Und dann ist da noch Pias Bruder Lukas (Konrad Singer), der als Metapher für die deutsche Gesellschaft einen Schlaganfall bekommt. Fortan – Neurologin Gloria erklärt es ihm höchstpersönlich, um so an Pia heranzukommen – hat er einen blinden Fleck: einen kaputten Teil des Gesichtsfelds, der vom Gehirn mit einer Halluzination gefüllt wird: Ein mit dem Smartphone filmender Jesus verfolgt ihn nun auf Schritt und Tritt.

„Sabotage“ von Yael Ronen ist handwerklich gut gearbeitet

Also: Alle sabotieren in einem fort sich und die anderen. Das ist handwerklich gut gearbeitet, die Dialoge laufen wie am Schnürchen, die Pointen lösen einen Lacher nach dem nächsten aus und die Charaktere sind bis in die Namen gekonnt überzeichnet: Die herrliche Gloria und ihr Mann, dessen Name schon „Taube“ bedeutet; die Fromme, Pflichtgetreue, die als Therapeutin eine Art libidinös aufgeladenen Priesterinnenersatz bildet, mit dem Evangelisten-Bruder, der von Jesus verfolgt und sogar bekehrt wird.

Das Publikum nimmt all das dankend an.

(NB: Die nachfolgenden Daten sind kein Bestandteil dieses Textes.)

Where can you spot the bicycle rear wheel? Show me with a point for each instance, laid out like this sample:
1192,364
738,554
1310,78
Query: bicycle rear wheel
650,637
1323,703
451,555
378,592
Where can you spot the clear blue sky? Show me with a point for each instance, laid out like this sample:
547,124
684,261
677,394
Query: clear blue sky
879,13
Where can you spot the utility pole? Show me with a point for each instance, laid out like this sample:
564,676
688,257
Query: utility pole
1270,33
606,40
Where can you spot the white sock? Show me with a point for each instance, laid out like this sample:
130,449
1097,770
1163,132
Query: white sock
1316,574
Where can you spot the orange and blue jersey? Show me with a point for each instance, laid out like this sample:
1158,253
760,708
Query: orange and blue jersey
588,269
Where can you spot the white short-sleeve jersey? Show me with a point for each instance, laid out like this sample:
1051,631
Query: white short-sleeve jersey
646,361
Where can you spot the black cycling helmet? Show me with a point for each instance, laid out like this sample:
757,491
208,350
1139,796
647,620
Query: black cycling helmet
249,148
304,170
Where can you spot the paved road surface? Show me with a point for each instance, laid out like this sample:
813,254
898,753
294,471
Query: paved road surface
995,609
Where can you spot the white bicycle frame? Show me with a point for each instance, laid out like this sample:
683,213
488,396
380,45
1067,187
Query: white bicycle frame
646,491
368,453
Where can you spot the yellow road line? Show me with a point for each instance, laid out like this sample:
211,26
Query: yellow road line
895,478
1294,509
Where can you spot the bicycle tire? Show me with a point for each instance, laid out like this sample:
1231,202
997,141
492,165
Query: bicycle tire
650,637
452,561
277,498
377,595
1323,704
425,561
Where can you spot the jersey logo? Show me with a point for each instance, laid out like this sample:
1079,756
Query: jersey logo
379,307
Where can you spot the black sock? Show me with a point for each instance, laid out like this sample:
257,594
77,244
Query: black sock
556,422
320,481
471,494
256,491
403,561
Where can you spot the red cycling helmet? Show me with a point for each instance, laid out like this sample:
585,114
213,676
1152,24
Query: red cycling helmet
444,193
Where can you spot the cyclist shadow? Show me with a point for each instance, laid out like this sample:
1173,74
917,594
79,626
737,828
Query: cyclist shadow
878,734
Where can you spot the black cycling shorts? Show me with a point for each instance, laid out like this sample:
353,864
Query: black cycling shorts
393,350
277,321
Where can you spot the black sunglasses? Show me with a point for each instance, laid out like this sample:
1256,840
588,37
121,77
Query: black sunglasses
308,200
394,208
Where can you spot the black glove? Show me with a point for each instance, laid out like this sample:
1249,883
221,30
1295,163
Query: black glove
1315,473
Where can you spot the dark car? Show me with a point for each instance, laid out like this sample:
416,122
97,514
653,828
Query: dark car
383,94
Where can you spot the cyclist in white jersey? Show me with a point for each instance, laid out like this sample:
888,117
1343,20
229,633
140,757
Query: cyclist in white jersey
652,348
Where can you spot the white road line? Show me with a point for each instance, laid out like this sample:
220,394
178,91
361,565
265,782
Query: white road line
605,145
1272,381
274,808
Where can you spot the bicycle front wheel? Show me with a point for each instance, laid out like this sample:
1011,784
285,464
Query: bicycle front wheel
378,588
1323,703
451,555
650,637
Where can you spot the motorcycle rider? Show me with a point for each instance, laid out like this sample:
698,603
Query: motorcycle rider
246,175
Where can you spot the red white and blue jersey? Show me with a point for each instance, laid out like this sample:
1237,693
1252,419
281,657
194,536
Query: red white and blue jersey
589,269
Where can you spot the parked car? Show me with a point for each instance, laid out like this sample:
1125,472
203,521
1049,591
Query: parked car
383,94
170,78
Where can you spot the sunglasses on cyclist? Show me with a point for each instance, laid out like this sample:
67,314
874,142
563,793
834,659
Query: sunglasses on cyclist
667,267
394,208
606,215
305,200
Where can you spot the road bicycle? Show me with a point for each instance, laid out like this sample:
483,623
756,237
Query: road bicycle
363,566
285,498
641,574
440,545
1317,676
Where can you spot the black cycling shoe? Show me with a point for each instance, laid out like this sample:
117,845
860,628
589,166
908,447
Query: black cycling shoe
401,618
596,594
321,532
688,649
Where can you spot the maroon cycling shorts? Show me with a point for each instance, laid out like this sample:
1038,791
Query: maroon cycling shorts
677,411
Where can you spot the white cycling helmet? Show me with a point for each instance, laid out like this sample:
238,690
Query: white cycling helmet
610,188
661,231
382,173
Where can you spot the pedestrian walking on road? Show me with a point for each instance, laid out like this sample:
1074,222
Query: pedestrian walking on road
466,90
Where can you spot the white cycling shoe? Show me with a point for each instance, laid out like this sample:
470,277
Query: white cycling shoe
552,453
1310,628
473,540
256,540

Schon der erste Lacher scheint etwas zu lösen: Endlich dürfen wir lachen. Über diese anstrengenden Diskussionen über Nahost, über die zerbrochenen Freundschaften, die eigenen Gewissenskämpfe.

Doch letztlich wirkt das alles doch etwas glatt. Als verberge sich der Text hinter dem Klamauk. Man darf, wie gesagt, der Autorin nicht die Aussagen ihrer Figuren zuschreiben. Aber der Kritik sollte man sie trotz der humoristischen Rüstung unterziehen. Dass Israel in Gaza einen Genozid begeht, dass Leibowitz’ Wort von den „Judeo-Nazis“ wahr geworden sein soll, das steht hier nicht mehr zur Debatte. Gleichzeitig kommt der explodierende Antisemitismus infolge des 7. Oktobers höchstens andeutungsweise vor, das Massaker selbst gar nicht mehr.

So kommt der Verdacht auf, dass hier vor allem humoristische Komplizenschaft entsteht: Die Juden als Nazis – darüber wird man ja wohl noch lachen dürfen!